I have to find my own answers or just live with the fear of death till my dying day, I thought. And so I tried, for many years, but without any success.
Then one day I was at home, sitting out in the verandah, when I saw a spider weaving its web. I had never really seen a spider in action before. As I watched it closely, I couldn’t help but marvel at its skill and efficiency. And then out of nowhere, I felt something I hadn’t felt ever before. I felt one with it. I realized that it was the exact same life force that coursed through its veins and mine. It was at that moment that I truly understood the meaning of what Swami Vivekananda once said while talking about death. He said, “How can I die when an earthworm still lives?”
That day I realized that I am only one of the infinite manifestations of the indestructible life force that has no beginning and no end, “anaadi anant” as they say in Hinduism. And then everywhere I looked, I saw the same indestructible, omnipresent, and omnipotent life force in action. I had no choice but to accept that there is only one thing in our hands – do our infinitesimal bit and watch life unfold in front of our eyes. In a strange way, it reduced the fear of death which is what I was seeking in the first place.
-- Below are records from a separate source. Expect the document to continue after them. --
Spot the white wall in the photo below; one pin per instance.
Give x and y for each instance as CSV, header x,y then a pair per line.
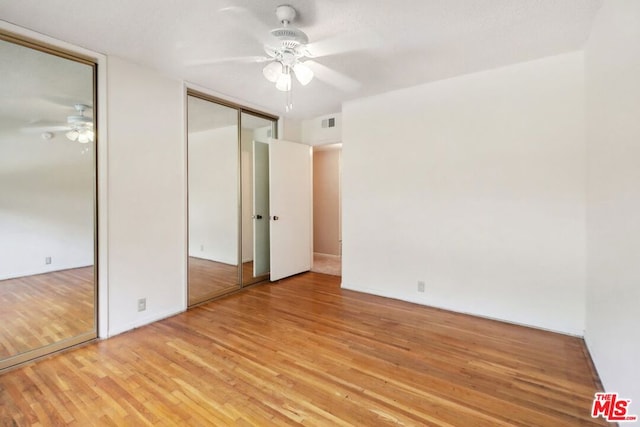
x,y
146,192
213,194
613,216
475,185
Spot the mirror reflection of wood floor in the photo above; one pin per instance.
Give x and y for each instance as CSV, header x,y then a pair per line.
x,y
45,308
305,351
208,279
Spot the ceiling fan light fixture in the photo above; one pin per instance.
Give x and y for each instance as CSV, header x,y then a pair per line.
x,y
272,71
303,73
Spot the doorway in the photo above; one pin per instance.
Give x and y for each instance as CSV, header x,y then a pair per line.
x,y
327,209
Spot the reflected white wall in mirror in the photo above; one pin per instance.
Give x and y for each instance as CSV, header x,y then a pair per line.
x,y
213,173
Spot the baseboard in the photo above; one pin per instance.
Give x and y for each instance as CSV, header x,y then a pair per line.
x,y
481,316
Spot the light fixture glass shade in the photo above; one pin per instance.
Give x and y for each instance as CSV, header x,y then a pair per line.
x,y
272,71
303,73
284,82
72,135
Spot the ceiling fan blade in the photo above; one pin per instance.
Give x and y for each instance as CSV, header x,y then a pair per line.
x,y
345,43
333,77
237,59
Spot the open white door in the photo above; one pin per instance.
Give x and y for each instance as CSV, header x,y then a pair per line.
x,y
260,208
290,208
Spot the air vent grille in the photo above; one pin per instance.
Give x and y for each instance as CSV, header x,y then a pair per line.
x,y
329,123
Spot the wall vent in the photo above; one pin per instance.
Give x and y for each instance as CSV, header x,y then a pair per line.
x,y
329,123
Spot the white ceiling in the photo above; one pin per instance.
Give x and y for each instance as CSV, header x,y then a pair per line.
x,y
402,43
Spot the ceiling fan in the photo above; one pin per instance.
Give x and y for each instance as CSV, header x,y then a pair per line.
x,y
289,52
78,127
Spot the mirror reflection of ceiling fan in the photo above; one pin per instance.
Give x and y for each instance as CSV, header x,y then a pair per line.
x,y
289,52
78,127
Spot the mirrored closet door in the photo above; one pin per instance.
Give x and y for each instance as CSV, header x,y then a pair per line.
x,y
47,200
213,192
227,197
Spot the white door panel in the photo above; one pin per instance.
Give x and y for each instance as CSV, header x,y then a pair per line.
x,y
290,208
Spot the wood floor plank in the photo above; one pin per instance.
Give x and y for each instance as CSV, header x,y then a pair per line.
x,y
304,351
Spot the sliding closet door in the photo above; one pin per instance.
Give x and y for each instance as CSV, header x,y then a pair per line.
x,y
214,202
47,201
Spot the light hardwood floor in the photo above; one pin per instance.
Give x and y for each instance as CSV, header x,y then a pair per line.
x,y
305,351
42,309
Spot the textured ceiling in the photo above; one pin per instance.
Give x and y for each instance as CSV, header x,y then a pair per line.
x,y
397,44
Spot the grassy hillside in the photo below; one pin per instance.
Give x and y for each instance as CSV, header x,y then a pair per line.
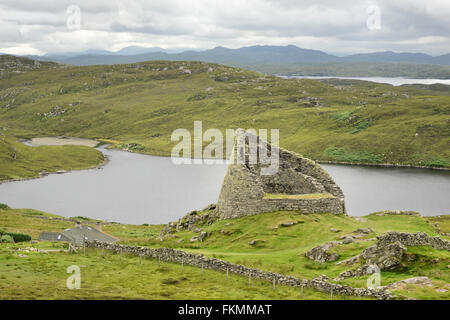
x,y
141,104
275,249
19,161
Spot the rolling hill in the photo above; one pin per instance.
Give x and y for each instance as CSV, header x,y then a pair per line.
x,y
277,60
141,104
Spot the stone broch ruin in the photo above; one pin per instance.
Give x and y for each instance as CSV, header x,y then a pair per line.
x,y
299,184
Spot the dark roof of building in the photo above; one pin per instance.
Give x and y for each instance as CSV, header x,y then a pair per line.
x,y
87,233
78,235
But it didn’t happen because of some grand spiritual enlightenment but due to a simple realization. Of course, UGK would say that at best I have only seen the fruit; I haven’t tasted it. But even that is not bad at all.
Today, death is still very much a part of my life; at least every tenth thought of mine is that I am a mortal being and am going to die one day. But it isn’t nearly as scary as it was before. On the contrary, it has brought a lot of positives into my life.
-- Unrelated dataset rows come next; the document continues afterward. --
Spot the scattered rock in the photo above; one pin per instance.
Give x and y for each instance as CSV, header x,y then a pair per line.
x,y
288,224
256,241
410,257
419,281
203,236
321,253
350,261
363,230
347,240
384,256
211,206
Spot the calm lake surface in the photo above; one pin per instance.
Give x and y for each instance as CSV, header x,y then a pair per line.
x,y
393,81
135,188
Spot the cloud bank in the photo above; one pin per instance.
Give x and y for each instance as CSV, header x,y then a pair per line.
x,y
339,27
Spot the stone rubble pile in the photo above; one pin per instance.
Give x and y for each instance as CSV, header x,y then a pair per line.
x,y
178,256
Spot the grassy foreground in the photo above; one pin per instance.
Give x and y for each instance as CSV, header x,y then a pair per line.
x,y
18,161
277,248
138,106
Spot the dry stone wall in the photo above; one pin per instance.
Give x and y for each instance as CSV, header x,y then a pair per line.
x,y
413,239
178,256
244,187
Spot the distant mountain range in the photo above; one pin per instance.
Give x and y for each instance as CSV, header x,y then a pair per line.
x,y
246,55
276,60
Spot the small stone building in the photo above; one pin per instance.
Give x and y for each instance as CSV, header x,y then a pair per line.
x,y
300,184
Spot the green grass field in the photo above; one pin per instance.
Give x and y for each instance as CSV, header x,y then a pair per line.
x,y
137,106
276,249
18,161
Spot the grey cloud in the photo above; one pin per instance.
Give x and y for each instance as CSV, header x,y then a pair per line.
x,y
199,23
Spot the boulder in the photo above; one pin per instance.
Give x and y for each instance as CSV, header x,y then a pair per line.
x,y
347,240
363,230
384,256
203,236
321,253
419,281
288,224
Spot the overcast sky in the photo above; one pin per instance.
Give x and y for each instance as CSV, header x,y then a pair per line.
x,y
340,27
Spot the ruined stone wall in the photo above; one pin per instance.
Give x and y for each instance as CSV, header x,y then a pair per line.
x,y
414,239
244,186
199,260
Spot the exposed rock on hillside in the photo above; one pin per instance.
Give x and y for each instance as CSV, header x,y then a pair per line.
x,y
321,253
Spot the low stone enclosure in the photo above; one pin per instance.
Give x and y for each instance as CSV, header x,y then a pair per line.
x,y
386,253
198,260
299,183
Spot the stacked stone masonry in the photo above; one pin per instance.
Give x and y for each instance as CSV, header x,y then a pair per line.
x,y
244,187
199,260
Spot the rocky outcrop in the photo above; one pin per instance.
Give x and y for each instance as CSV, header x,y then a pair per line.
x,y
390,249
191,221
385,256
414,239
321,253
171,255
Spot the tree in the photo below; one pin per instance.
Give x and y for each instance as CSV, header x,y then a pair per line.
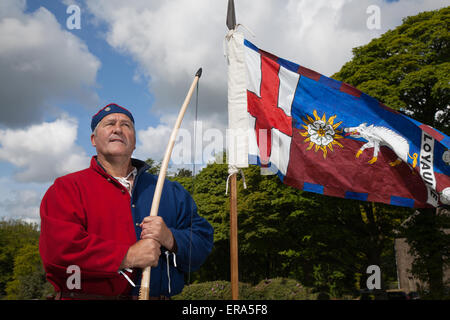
x,y
155,166
28,280
407,68
14,234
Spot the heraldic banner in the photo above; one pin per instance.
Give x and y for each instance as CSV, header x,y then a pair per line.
x,y
325,136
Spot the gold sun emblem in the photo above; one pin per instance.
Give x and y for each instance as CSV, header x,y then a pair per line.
x,y
321,133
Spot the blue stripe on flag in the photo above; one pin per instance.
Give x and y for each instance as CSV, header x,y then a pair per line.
x,y
400,201
356,195
250,45
311,187
334,84
288,65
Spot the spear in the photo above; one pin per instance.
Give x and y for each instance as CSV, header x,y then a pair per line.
x,y
145,281
231,24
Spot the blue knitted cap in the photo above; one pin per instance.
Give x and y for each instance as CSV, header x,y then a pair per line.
x,y
110,108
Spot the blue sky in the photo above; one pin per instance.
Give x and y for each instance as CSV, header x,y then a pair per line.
x,y
143,55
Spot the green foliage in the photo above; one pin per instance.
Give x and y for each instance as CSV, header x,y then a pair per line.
x,y
430,245
14,235
268,289
407,68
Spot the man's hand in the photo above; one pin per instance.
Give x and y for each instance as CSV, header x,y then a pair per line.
x,y
142,254
155,228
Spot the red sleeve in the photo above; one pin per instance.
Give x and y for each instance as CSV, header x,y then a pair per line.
x,y
64,239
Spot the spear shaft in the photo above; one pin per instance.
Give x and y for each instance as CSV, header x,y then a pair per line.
x,y
144,291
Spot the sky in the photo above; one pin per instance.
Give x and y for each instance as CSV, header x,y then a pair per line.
x,y
63,60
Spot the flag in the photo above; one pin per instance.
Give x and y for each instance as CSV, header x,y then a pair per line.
x,y
325,136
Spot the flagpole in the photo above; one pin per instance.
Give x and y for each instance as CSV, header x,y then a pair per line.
x,y
234,270
144,292
234,239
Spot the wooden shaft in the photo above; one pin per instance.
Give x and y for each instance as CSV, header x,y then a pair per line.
x,y
234,239
144,292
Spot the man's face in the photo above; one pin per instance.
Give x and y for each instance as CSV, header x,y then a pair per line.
x,y
114,136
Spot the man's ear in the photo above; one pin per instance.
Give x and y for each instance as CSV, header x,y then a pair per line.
x,y
93,140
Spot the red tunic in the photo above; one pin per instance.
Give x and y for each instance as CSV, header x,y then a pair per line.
x,y
86,221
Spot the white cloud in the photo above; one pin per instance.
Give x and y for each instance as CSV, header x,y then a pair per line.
x,y
43,152
40,63
171,39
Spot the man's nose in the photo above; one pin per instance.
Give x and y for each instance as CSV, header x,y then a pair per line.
x,y
117,128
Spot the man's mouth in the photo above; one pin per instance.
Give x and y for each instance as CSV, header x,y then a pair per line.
x,y
116,140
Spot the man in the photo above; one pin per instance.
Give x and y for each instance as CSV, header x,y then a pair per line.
x,y
96,221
First and foremost, death has brought a sense of urgency to my life like only death can, and everyday it forces me to live life to the fullest. I always have this feeling that I don’t have any time to waste because I don’t know when life might come to an end, and therefore, I have to make every moment count. And it is this sense of urgency that enables me to do just a little bit more than I would have done otherwise. That brings a lot of positives of its own.
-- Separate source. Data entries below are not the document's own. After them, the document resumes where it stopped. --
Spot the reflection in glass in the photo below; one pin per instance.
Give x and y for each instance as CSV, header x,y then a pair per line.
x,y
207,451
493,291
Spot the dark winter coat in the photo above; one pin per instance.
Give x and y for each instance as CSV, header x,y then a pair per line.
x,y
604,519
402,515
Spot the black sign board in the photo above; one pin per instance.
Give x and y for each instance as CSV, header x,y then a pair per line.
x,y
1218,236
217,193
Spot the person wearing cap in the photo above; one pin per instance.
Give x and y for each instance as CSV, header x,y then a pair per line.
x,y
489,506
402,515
Death also helps me keep things in perspective. Every time something doesn’t go my way, the first thought that comes to my mind is, “Never mind. I still have blood gushing through my veins. All my loved ones are also still around. So nothing is lost really. I am just gonna give it another shot. If it happens, it happens. Otherwise, it wasn’t meant to be.” It is the lack of this perspective, and the fact that we take ourselves and everything happening around us far too seriously sometimes, that is the root cause of most of our problems.
Ironically enough, death has also brought all the small joys back into my life. Flowers bloom for a few days only to wither away, but that doesn’t mean that their existence is worthless. They give away such beautiful fragrance while they are around, and that makes me enjoy them all that much more. This metaphor can be extended to all things ephemeral. I have, and it has made me child-like – I get great joy in almost everything that I do for no apparent reason. It’s so good to be alive! That is the feeling that I have most of the time.
And last but not the least, death has made me humble. With the realization that we have come from ash and are going to return to it one day, it is hard not to be humbled. And once we are humble, we never become too full of ourselves, our mind stays open to new, fresh ideas, and that opens all kinds of doors in our lives.
I wish an early glimpse of death for everybody, and an enriched life after that.